Ingredients:
For the hot milk pastry:
- 1-¼ cups milk
- ⅔ cup lard (or Crisco)
- 3½ cups all-purpose flour
- ¾ teaspoon salt
For the filling:
- ½ cup flour
- 1 teaspoon thyme
- 1½ pounds stewing beef
- 3 tablespoons butter
- 1 white onion, sliced
- 2 cloves garlic, minced
- 1 cup sliced button mushrooms
- 1 can stout beer (like Guinness), approximately 2 cups
- 2 cups beef stock
- ½ tablespoon Worcestershire sauce
- Salt and pepper to taste
- 1 teaspoon thyme
- 1 tablespoon butter for greasing
Instructions:
Make the hot milk pastry:
- Cut the lard into small pieces. In a medium saucepan over medium heat, combine the milk and the lard, heating until it is almost boiling.
- Combine the salt and the flour, then slowly add the hot milk to the flour mixture, stirring with a wooden spoon until a dough forms. Alternatively, if you have a food processor, combine the flour mixture and hot milk, pulsing until a dough forms into a ball.
- Flour your counter. Form the dough into a disc shape and let it rest for about 20 minutes, or until cool. Once the pastry is cool, you can wrap it and refrigerate it for up to two days, but you have to let it come to room temperature first.
Make the filling:
- Preheat the oven to 375 degrees Fahrenheit (190 degrees Celsius).
- In a bowl, combine the flour, salt, pepper, and thyme. Add the beef cubes, tossing them until coated in flour.
- In a cast iron Dutch oven or oven-safe pot over medium heat, melt 1 tablespoon of butter and add the mushrooms, allowing them to sweat and cook.
- While the mushrooms are cooking, add the remaining butter to a cast iron skillet on the grill and cook the onions down slowly, allowing them to caramelize.
- Sear the beef skewers over direct heat on the cooking grids with the burners set to high.
- Once the mushrooms are cooked down, add the beer to the Dutch oven and bring it to a simmer. Reduce the beer by half, then add the beef from the skewers and the onions from the skillet. Mix in the beef stock, Worcestershire sauce, and thyme. Season to taste with salt and pepper.
- Move the Dutch oven to the grill, turn off two burners, and use indirect heat to simmer the stew for 30 minutes.
- After 30 minutes, remove the stew from the grill and allow it to cool while you prepare the pastry for filling.
Assemble and bake the pies:
- Roll the pastry dough out to about ¼-inch thick on a floured surface.
- Brush a muffin tin thoroughly with melted butter.
- Using a round cookie cutter to make the initial shape, press the dough-round into the muffin tin.
- Fill the dough with the cooled stout stew.
- Cut another round to make the top of the mini pie.
- Roll the two edges of the pastry together.
- Cut a small vent in the top.
- Repeat until all of the dough and stew have been used up.

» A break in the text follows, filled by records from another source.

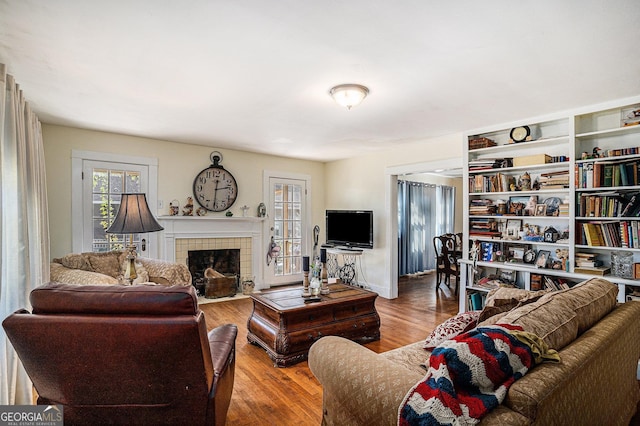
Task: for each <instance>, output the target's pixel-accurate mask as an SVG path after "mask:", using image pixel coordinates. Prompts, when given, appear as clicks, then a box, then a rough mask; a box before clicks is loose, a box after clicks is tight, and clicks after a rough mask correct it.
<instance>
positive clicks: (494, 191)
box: [460, 97, 640, 310]
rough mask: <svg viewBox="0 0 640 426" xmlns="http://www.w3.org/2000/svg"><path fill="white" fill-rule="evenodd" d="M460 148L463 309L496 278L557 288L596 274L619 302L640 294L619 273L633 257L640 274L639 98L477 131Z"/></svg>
mask: <svg viewBox="0 0 640 426" xmlns="http://www.w3.org/2000/svg"><path fill="white" fill-rule="evenodd" d="M518 127H522V128H523V129H524V130H526V133H524V130H523V129H517V130H514V129H516V128H518ZM518 132H521V133H522V135H523V136H524V135H525V134H526V135H527V137H526V138H523V137H521V136H520V135H518ZM517 136H518V137H517ZM514 139H515V140H514ZM464 145H465V150H464V169H465V179H464V183H463V185H464V205H465V212H464V238H465V241H467V243H468V244H465V247H464V251H463V259H462V261H461V264H462V273H461V282H462V285H461V291H460V295H461V297H460V309H461V310H468V309H471V308H472V305H473V304H472V303H471V297H470V296H471V295H472V294H475V293H480V296H478V295H476V296H473V299H474V300H475V301H476V302H477V301H478V300H481V299H482V297H483V294H486V293H487V292H488V291H489V290H490V289H491V288H492V285H493V286H495V284H496V283H497V282H500V278H501V277H502V278H503V282H508V283H511V284H512V285H515V286H517V287H521V288H526V289H539V288H552V289H561V288H566V287H567V286H571V285H573V284H575V283H577V282H579V281H581V280H584V279H587V278H589V277H592V276H594V275H603V276H604V277H605V278H607V279H609V280H611V281H612V282H615V283H617V284H618V286H619V290H620V291H619V295H618V300H619V301H620V302H623V301H625V300H626V295H628V294H631V293H633V290H640V276H636V277H637V278H634V274H633V273H632V274H631V275H625V276H624V277H622V276H620V275H622V274H628V270H627V269H624V270H623V269H621V268H618V267H617V266H618V265H620V263H619V262H618V261H617V259H620V258H625V262H628V259H629V258H630V259H631V262H632V264H635V263H639V265H638V268H635V267H633V265H632V268H631V269H632V272H635V270H636V269H638V273H640V97H636V98H629V99H626V100H622V101H618V102H611V103H607V104H602V105H597V106H594V107H591V108H584V109H581V110H577V111H574V112H572V113H566V114H558V115H550V116H547V117H544V118H537V119H532V120H527V121H521V122H515V123H509V124H507V125H501V126H495V127H491V128H484V129H479V130H476V131H473V132H469V133H467V134H466V135H465V137H464ZM620 252H623V253H622V256H618V254H619V253H620ZM629 253H631V255H630V257H629ZM612 257H615V259H616V261H615V262H613V264H612V260H611V259H612ZM614 266H616V267H614ZM509 271H510V272H509ZM621 271H622V272H621ZM509 278H510V279H511V280H509ZM487 283H489V284H488V285H487ZM545 285H546V287H545ZM553 285H555V287H552V286H553ZM541 286H542V287H541ZM636 287H637V288H636ZM638 292H639V291H636V293H638ZM476 306H477V305H476Z"/></svg>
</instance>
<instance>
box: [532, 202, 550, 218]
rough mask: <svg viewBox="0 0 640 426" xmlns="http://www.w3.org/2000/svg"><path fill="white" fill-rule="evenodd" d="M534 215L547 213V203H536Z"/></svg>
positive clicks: (543, 214)
mask: <svg viewBox="0 0 640 426" xmlns="http://www.w3.org/2000/svg"><path fill="white" fill-rule="evenodd" d="M535 215H536V216H546V215H547V205H546V204H536V214H535Z"/></svg>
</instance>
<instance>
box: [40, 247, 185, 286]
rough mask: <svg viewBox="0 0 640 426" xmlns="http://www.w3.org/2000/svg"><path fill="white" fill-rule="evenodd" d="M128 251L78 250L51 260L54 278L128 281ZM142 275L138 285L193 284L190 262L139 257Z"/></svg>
mask: <svg viewBox="0 0 640 426" xmlns="http://www.w3.org/2000/svg"><path fill="white" fill-rule="evenodd" d="M126 255H127V254H126V252H123V251H111V252H104V253H92V252H87V253H74V254H68V255H66V256H64V257H61V258H56V259H53V261H52V262H51V275H50V280H51V281H53V282H59V283H65V284H94V285H95V284H102V285H111V284H128V282H127V281H126V280H125V279H124V270H125V267H126V264H125V260H126ZM136 272H137V273H138V278H137V279H136V280H135V281H134V284H141V283H145V282H147V283H148V282H152V283H156V284H161V285H166V286H171V285H191V273H190V272H189V269H188V268H187V266H186V265H182V264H179V263H172V262H167V261H164V260H157V259H147V258H144V257H138V258H137V259H136Z"/></svg>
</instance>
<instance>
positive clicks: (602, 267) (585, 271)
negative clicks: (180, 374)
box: [573, 266, 611, 276]
mask: <svg viewBox="0 0 640 426" xmlns="http://www.w3.org/2000/svg"><path fill="white" fill-rule="evenodd" d="M573 272H575V273H576V274H588V275H600V276H603V275H606V274H608V273H609V272H611V268H609V267H606V266H594V267H587V266H581V267H576V268H574V269H573Z"/></svg>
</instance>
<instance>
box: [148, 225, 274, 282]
mask: <svg viewBox="0 0 640 426" xmlns="http://www.w3.org/2000/svg"><path fill="white" fill-rule="evenodd" d="M158 222H159V223H160V225H162V226H163V227H164V231H160V233H159V234H160V235H159V238H158V244H159V250H158V253H159V256H160V258H161V259H164V260H167V261H170V262H177V263H182V264H184V265H187V254H188V251H189V250H214V249H223V248H224V249H227V248H229V249H235V248H237V249H240V277H239V278H240V279H242V278H244V277H254V282H255V284H256V287H255V288H256V290H258V289H261V288H264V285H263V283H264V278H263V266H262V263H263V262H260V259H262V258H263V256H261V253H262V252H264V251H265V250H261V248H262V245H263V243H262V242H263V238H262V236H263V225H264V219H262V218H257V217H219V216H160V217H158Z"/></svg>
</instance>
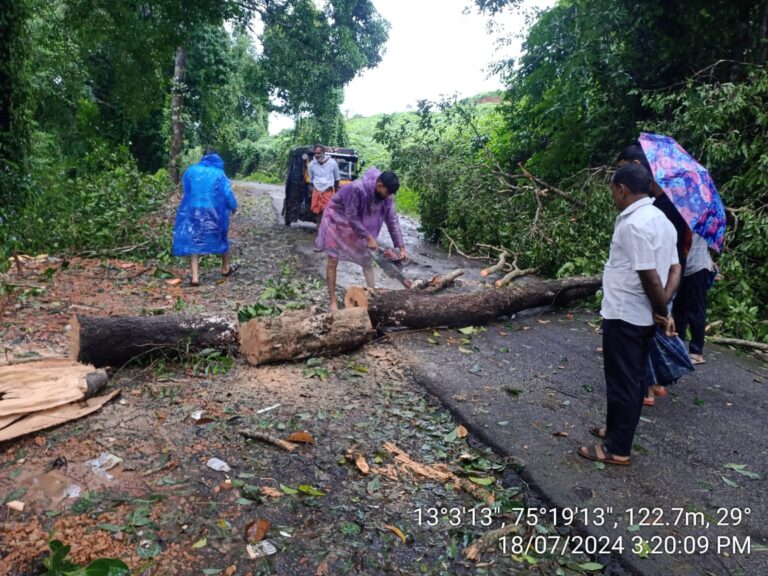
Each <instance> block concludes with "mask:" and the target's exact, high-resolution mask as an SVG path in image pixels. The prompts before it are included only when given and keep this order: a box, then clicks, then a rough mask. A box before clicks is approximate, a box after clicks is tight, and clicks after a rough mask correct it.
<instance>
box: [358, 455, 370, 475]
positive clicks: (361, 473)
mask: <svg viewBox="0 0 768 576" xmlns="http://www.w3.org/2000/svg"><path fill="white" fill-rule="evenodd" d="M355 466H357V469H358V470H360V473H361V474H363V475H364V476H365V475H367V474H368V472H370V470H371V468H370V466H368V462H366V461H365V456H363V455H362V454H358V455H357V458H355Z"/></svg>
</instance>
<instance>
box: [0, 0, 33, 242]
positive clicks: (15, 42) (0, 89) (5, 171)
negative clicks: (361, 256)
mask: <svg viewBox="0 0 768 576" xmlns="http://www.w3.org/2000/svg"><path fill="white" fill-rule="evenodd" d="M29 15H30V8H29V5H28V3H27V1H26V0H19V1H17V2H5V3H3V9H2V10H0V228H2V227H3V225H4V224H5V221H6V220H12V219H13V218H14V217H15V215H14V211H13V206H14V205H19V204H21V203H22V202H23V200H24V196H25V193H26V190H27V188H26V186H25V183H24V170H25V168H26V163H27V155H28V152H29V134H30V124H29V116H30V110H29V92H30V88H29V76H30V71H29V66H28V53H29V51H30V49H31V46H30V42H29V35H28V33H27V29H28V19H29ZM0 234H1V233H0ZM0 240H2V238H1V237H0Z"/></svg>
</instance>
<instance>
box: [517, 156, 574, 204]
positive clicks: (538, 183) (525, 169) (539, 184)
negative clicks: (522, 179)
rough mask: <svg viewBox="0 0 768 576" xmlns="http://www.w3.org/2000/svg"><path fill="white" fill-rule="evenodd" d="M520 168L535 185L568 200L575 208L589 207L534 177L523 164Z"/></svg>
mask: <svg viewBox="0 0 768 576" xmlns="http://www.w3.org/2000/svg"><path fill="white" fill-rule="evenodd" d="M518 166H520V170H522V172H523V174H524V175H525V176H526V177H527V178H528V179H529V180H530V181H531V182H534V183H535V184H538V185H539V186H543V187H544V188H546V189H547V190H552V192H554V193H555V194H557V195H558V196H560V197H562V198H564V199H565V200H567V201H568V202H570V203H571V204H573V205H574V206H578V207H579V208H586V207H587V206H586V204H584V202H582V201H581V200H577V199H576V198H574V197H573V196H571V195H570V194H568V192H564V191H563V190H560V189H559V188H556V187H555V186H552V185H551V184H548V183H547V182H545V181H544V180H542V179H541V178H538V177H536V176H534V175H533V174H531V173H530V172H528V170H526V169H525V166H523V164H522V163H520V164H518Z"/></svg>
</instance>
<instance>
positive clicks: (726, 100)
mask: <svg viewBox="0 0 768 576" xmlns="http://www.w3.org/2000/svg"><path fill="white" fill-rule="evenodd" d="M766 100H768V68H766V67H750V68H749V72H748V77H747V79H746V81H744V82H742V83H731V82H724V83H716V82H715V83H710V82H706V83H704V82H701V81H698V80H690V81H688V82H687V83H686V84H685V85H684V86H683V87H682V88H677V89H674V90H670V91H666V92H661V93H659V92H655V93H650V94H647V95H646V96H645V97H644V103H645V104H646V105H647V106H649V107H650V108H651V109H652V110H653V111H654V112H655V113H656V115H657V117H658V118H659V119H658V120H656V121H654V122H648V123H646V124H645V125H644V128H646V129H648V130H653V131H657V132H660V133H665V134H671V135H673V136H674V137H675V139H676V140H677V141H678V142H680V143H681V144H682V145H683V147H685V148H686V149H687V150H688V151H689V152H691V153H692V154H693V155H694V156H695V157H696V158H698V159H699V160H700V161H701V162H702V164H704V165H705V166H707V168H708V169H709V170H710V172H711V173H712V175H713V177H714V180H715V182H716V183H717V185H718V187H719V190H720V194H721V195H722V197H723V201H724V203H725V204H726V206H727V207H728V208H729V210H730V213H729V225H728V229H727V231H726V242H725V247H724V249H723V253H722V256H721V258H720V270H721V273H722V275H723V280H722V281H721V282H716V283H715V286H714V288H713V289H712V291H711V293H710V314H709V315H710V318H712V319H713V320H719V321H720V322H721V328H722V329H723V330H724V331H725V332H727V333H729V334H732V335H734V336H736V337H738V338H746V339H749V340H753V339H756V340H761V341H764V342H768V266H766V262H768V242H766V237H768V210H766V208H767V207H768V141H766V139H765V137H764V134H765V131H766V129H768V110H766V108H765V102H766Z"/></svg>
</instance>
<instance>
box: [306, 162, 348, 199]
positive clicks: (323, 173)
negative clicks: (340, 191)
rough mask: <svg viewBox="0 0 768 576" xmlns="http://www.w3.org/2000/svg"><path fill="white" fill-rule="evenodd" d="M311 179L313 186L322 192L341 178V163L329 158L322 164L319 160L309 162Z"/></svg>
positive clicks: (309, 175) (340, 179) (309, 173)
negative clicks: (339, 170)
mask: <svg viewBox="0 0 768 576" xmlns="http://www.w3.org/2000/svg"><path fill="white" fill-rule="evenodd" d="M309 180H310V182H312V186H314V187H315V188H317V189H318V190H320V191H321V192H325V191H326V190H328V188H331V187H332V186H333V185H334V184H335V183H336V182H338V181H339V180H341V178H340V177H339V165H338V164H337V163H336V160H334V159H333V158H328V159H327V160H326V161H325V162H323V163H322V164H320V162H318V161H317V160H312V161H311V162H310V163H309Z"/></svg>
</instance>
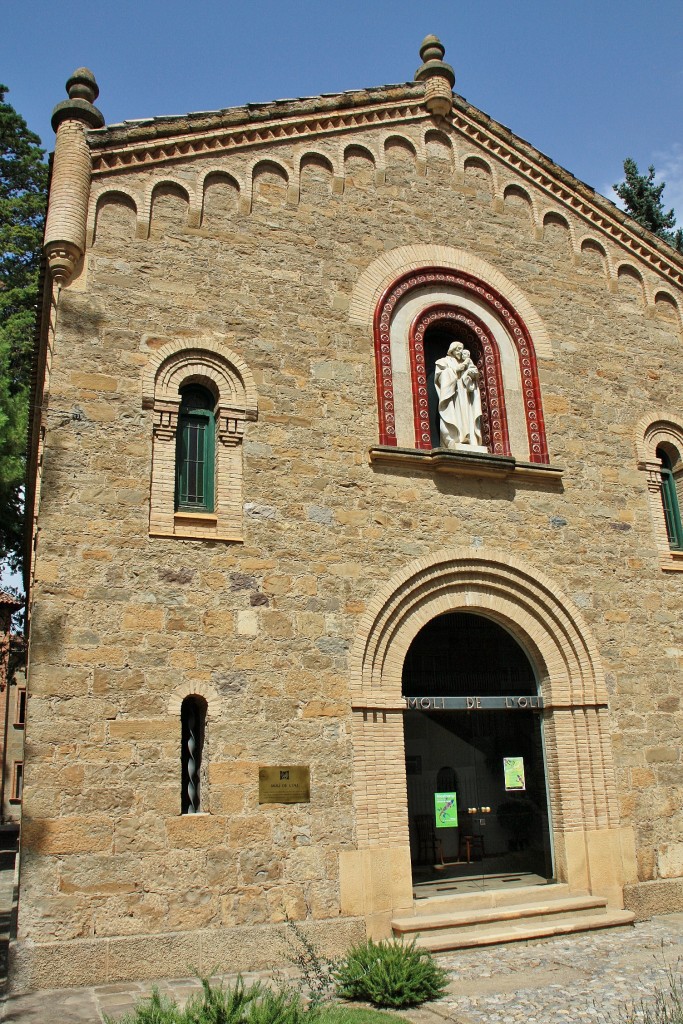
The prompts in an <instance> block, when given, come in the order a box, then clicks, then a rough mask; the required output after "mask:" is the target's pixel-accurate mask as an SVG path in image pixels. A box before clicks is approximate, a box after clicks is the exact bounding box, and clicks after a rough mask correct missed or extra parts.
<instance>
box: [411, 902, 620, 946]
mask: <svg viewBox="0 0 683 1024" xmlns="http://www.w3.org/2000/svg"><path fill="white" fill-rule="evenodd" d="M634 920H635V914H634V913H632V912H631V911H630V910H607V911H606V912H603V913H597V914H594V915H591V916H585V918H584V916H580V918H568V919H564V918H561V916H560V918H556V916H552V918H546V919H538V920H537V921H530V922H529V921H526V922H524V921H517V922H516V923H511V924H509V925H507V926H506V927H501V928H500V929H499V930H498V931H496V930H494V931H483V932H482V931H481V930H480V929H479V928H459V929H455V930H454V931H450V930H447V929H446V930H443V931H437V932H432V933H430V934H428V935H420V934H418V935H417V936H414V937H415V938H416V942H417V945H418V946H419V947H421V948H423V949H429V950H430V951H431V952H445V951H447V950H450V949H470V948H474V947H476V946H493V945H500V944H501V943H506V942H529V941H531V940H533V939H546V938H550V937H552V936H554V935H572V934H573V933H575V932H590V931H592V930H593V929H599V928H617V927H624V926H625V925H632V924H633V922H634ZM501 924H502V925H503V923H501Z"/></svg>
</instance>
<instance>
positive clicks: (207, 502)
mask: <svg viewBox="0 0 683 1024" xmlns="http://www.w3.org/2000/svg"><path fill="white" fill-rule="evenodd" d="M181 396H182V401H181V404H180V412H179V415H178V430H177V435H176V453H175V508H176V511H178V512H213V511H214V476H215V436H216V424H215V418H214V414H213V404H214V402H213V397H212V396H211V394H210V393H209V392H208V391H207V390H206V389H205V388H202V387H187V388H184V389H183V390H182V391H181Z"/></svg>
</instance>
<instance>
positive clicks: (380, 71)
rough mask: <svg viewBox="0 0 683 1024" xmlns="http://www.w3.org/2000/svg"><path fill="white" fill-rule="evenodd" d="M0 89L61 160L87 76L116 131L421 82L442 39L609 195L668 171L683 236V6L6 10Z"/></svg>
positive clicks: (128, 3)
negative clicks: (59, 150) (641, 181)
mask: <svg viewBox="0 0 683 1024" xmlns="http://www.w3.org/2000/svg"><path fill="white" fill-rule="evenodd" d="M2 28H3V35H2V39H0V81H3V82H4V84H5V85H7V86H8V87H9V89H10V93H9V96H8V99H9V101H10V102H11V103H12V104H13V105H14V106H15V108H16V110H18V111H19V112H20V113H22V114H23V115H24V117H25V118H26V119H27V121H28V122H29V125H30V126H31V127H32V128H33V129H34V131H36V132H37V133H38V134H39V135H40V136H41V138H42V139H43V144H44V145H45V146H46V147H47V148H48V150H49V148H51V147H52V144H53V135H52V132H51V129H50V126H49V116H50V111H51V109H52V106H53V105H54V103H56V102H58V101H59V100H60V99H62V98H65V91H63V83H65V81H66V79H67V77H68V76H69V75H70V74H71V72H72V71H73V70H74V69H75V68H76V67H77V66H79V65H86V66H87V67H89V68H91V69H92V71H94V73H95V76H96V78H97V81H98V83H99V87H100V96H99V100H98V105H99V108H100V110H101V111H102V113H103V115H104V117H105V119H106V122H108V123H109V124H113V123H115V122H119V121H124V120H131V119H135V118H142V117H151V116H159V115H162V114H184V113H187V112H190V111H202V110H217V109H220V108H223V106H232V105H238V104H241V103H245V102H258V101H265V100H269V99H276V98H283V97H287V96H303V95H315V94H317V93H321V92H336V91H341V90H344V89H353V88H361V87H365V86H373V85H384V84H387V83H392V82H403V81H408V80H410V79H412V78H413V75H414V73H415V69H416V68H417V67H418V65H419V62H420V60H419V55H418V50H419V46H420V42H421V40H422V38H423V37H424V36H425V35H426V34H427V33H429V32H434V33H436V34H437V35H438V36H440V38H441V40H442V41H443V43H444V44H445V47H446V59H447V60H449V61H450V62H451V63H452V65H453V66H454V68H455V71H456V90H457V91H458V92H460V93H461V94H462V95H464V96H465V97H466V98H467V99H468V100H469V101H470V102H472V103H474V104H475V105H476V106H478V108H480V109H481V110H483V111H485V112H486V113H487V114H489V115H490V116H492V117H494V118H496V119H497V120H498V121H501V122H503V123H504V124H506V125H507V126H508V127H509V128H511V129H512V130H513V131H515V132H516V133H517V134H518V135H521V136H522V137H523V138H525V139H527V140H528V141H529V142H531V143H532V144H533V145H536V146H538V148H540V150H542V151H543V152H544V153H546V154H547V155H548V156H549V157H552V159H553V160H555V161H557V162H558V163H559V164H561V165H562V166H564V167H565V168H567V170H569V171H571V172H572V173H573V174H575V175H577V176H578V177H580V178H582V179H583V180H585V181H587V182H588V183H589V184H591V185H593V186H594V187H596V188H598V189H599V190H601V191H603V193H608V191H609V187H610V185H611V183H612V182H613V181H615V180H617V178H618V177H620V176H621V174H622V164H623V161H624V158H625V157H627V156H633V157H634V158H635V159H636V161H637V162H638V164H639V166H641V169H645V168H646V167H647V165H648V164H650V163H654V165H655V167H656V169H657V172H658V175H659V176H661V177H664V179H665V180H666V181H667V190H666V191H665V201H666V202H667V205H668V206H675V207H676V208H677V210H678V214H679V222H681V223H683V137H682V135H681V125H683V56H682V54H683V46H682V45H681V44H682V42H683V0H654V2H650V3H645V2H643V0H593V2H589V0H573V2H569V3H563V4H560V3H557V2H555V3H553V2H552V0H516V2H514V0H486V2H485V3H484V2H482V0H479V2H476V0H471V2H470V3H465V2H463V0H451V2H445V0H420V2H409V0H393V2H387V0H342V2H338V3H331V2H330V0H328V2H327V3H326V2H323V0H318V2H313V0H280V2H278V3H276V2H274V0H260V2H259V3H253V4H249V3H245V2H240V3H237V2H234V0H221V2H218V0H194V2H193V3H190V2H187V0H182V2H180V0H164V2H163V3H161V2H159V0H136V2H134V0H117V2H113V0H90V2H89V3H83V2H80V0H73V2H67V3H56V2H54V0H49V2H47V0H5V4H4V5H3V16H2Z"/></svg>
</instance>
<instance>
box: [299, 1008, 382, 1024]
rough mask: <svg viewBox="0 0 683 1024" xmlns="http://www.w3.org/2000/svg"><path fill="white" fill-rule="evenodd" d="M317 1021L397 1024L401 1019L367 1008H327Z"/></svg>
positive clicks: (357, 1023)
mask: <svg viewBox="0 0 683 1024" xmlns="http://www.w3.org/2000/svg"><path fill="white" fill-rule="evenodd" d="M317 1020H318V1021H319V1024H383V1022H384V1024H391V1022H392V1024H397V1021H398V1020H399V1018H398V1017H396V1015H395V1014H385V1013H384V1012H383V1011H382V1010H368V1009H367V1008H366V1007H326V1009H325V1010H323V1011H321V1014H319V1017H318V1018H317Z"/></svg>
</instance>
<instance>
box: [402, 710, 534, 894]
mask: <svg viewBox="0 0 683 1024" xmlns="http://www.w3.org/2000/svg"><path fill="white" fill-rule="evenodd" d="M404 737H405V773H407V786H408V806H409V824H410V833H411V856H412V861H413V882H414V888H415V894H416V897H418V898H420V897H428V896H438V895H443V894H449V893H451V894H454V893H467V892H478V891H482V890H483V889H488V888H505V889H507V888H513V887H517V886H525V885H540V884H544V883H546V882H547V881H549V880H550V879H552V874H553V869H552V857H551V846H550V828H549V820H548V802H547V792H546V781H545V765H544V757H543V743H542V735H541V719H540V715H539V714H538V713H535V712H530V711H525V710H522V711H519V710H500V711H499V710H497V711H488V710H485V709H479V710H476V711H447V710H446V711H433V710H429V711H420V710H409V711H407V712H405V714H404Z"/></svg>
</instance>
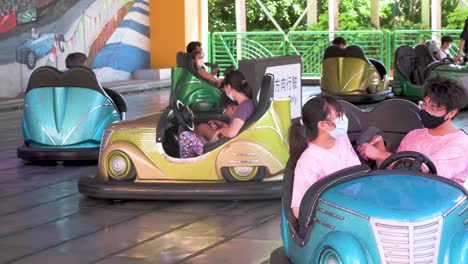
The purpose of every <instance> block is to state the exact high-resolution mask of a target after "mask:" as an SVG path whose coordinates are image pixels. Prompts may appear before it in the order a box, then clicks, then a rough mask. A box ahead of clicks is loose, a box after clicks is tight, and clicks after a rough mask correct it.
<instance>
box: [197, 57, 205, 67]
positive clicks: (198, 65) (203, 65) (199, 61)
mask: <svg viewBox="0 0 468 264" xmlns="http://www.w3.org/2000/svg"><path fill="white" fill-rule="evenodd" d="M197 65H198V67H204V66H205V62H204V61H203V59H199V60H197Z"/></svg>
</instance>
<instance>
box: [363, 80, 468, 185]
mask: <svg viewBox="0 0 468 264" xmlns="http://www.w3.org/2000/svg"><path fill="white" fill-rule="evenodd" d="M467 100H468V96H467V93H466V90H465V88H464V87H463V85H462V84H461V83H457V82H455V81H453V80H451V79H448V78H445V77H442V76H438V77H435V78H433V79H431V80H429V81H428V82H427V83H426V84H425V86H424V98H423V100H422V101H421V102H420V104H419V106H420V108H421V111H420V116H421V122H422V124H423V126H424V127H425V128H421V129H415V130H413V131H411V132H410V133H408V134H407V135H406V136H405V137H404V138H403V140H402V141H401V143H400V146H399V147H398V149H397V152H400V151H416V152H420V153H422V154H424V155H426V156H427V157H429V158H430V159H431V160H432V162H434V165H435V166H436V169H437V174H438V175H440V176H442V177H445V178H448V179H451V180H453V181H455V182H458V183H460V184H463V183H464V182H465V180H466V178H467V176H468V136H467V135H466V134H465V132H463V131H462V130H460V129H458V128H456V127H455V126H454V124H453V122H452V119H453V118H455V116H456V115H457V114H458V112H459V111H460V109H461V108H462V107H464V106H465V105H466V102H467ZM358 151H359V153H360V154H361V155H362V157H363V158H365V159H372V160H375V161H376V162H377V164H380V163H382V161H383V160H384V159H386V158H387V157H389V156H390V155H391V154H392V153H390V152H389V151H388V150H387V149H386V148H385V144H384V142H383V139H382V136H376V137H374V138H373V139H372V140H371V141H370V142H369V143H366V144H362V145H360V146H359V147H358Z"/></svg>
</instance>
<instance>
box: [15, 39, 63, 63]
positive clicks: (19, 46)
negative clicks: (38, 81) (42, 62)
mask: <svg viewBox="0 0 468 264" xmlns="http://www.w3.org/2000/svg"><path fill="white" fill-rule="evenodd" d="M33 35H34V34H33ZM54 43H55V34H54V33H44V34H39V35H38V36H31V37H30V38H29V39H28V40H26V42H24V43H23V44H22V45H21V46H19V47H17V48H16V61H17V62H19V63H22V64H26V66H27V67H28V69H30V70H32V69H34V67H36V61H37V60H39V59H41V58H43V57H45V56H46V55H48V54H49V53H50V52H51V51H52V48H53V46H54Z"/></svg>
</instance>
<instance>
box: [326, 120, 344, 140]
mask: <svg viewBox="0 0 468 264" xmlns="http://www.w3.org/2000/svg"><path fill="white" fill-rule="evenodd" d="M333 122H334V123H335V126H336V127H335V129H333V130H332V131H330V132H328V133H329V134H330V136H332V137H334V138H335V139H337V138H339V137H340V136H342V135H345V134H346V133H348V118H347V117H346V115H344V114H343V116H341V117H338V118H337V119H335V120H333Z"/></svg>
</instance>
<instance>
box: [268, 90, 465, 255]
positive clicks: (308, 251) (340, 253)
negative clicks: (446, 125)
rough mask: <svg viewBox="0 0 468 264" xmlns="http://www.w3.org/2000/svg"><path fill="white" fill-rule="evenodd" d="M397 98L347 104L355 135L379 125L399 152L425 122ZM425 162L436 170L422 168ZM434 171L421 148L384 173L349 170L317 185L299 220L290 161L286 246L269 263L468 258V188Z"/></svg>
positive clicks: (350, 137) (310, 187) (273, 251)
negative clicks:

- Chill the meat pies in the fridge while you prep the grill.
Grill the pies:
- Clean the cast iron and set atop the cooking grids on the grill so that there is a burner to each side for an indirect cooking set up. For added heat management and even better results, place a pizza stone atop the cast iron.
- Preheat the grill to 375 degrees Fahrenheit (190 degrees Celsius) by lighting the two outside burners that are on either side of the cast iron setup.
- Place your muffin tin filled with chilled pies onto the preheated baking stone, which is sitting on the cast iron.
- Bake the meat pies for 30 minutes or until the pastry is golden brown.
Serve and enjoy!
Tips:
- For a richer flavor, use beef broth instead of water to make the pastry.
- If you don't have a Dutch oven, you can use a large pot.
- If you don't have a grill, you can cook the pies in the oven at 375 degrees Fahrenheit (190 degrees Celsius) for 30-35 minutes, or until the pastry is golden brown.
- Serve the pies with a side of your favorite mashed potatoes or roasted vegetables.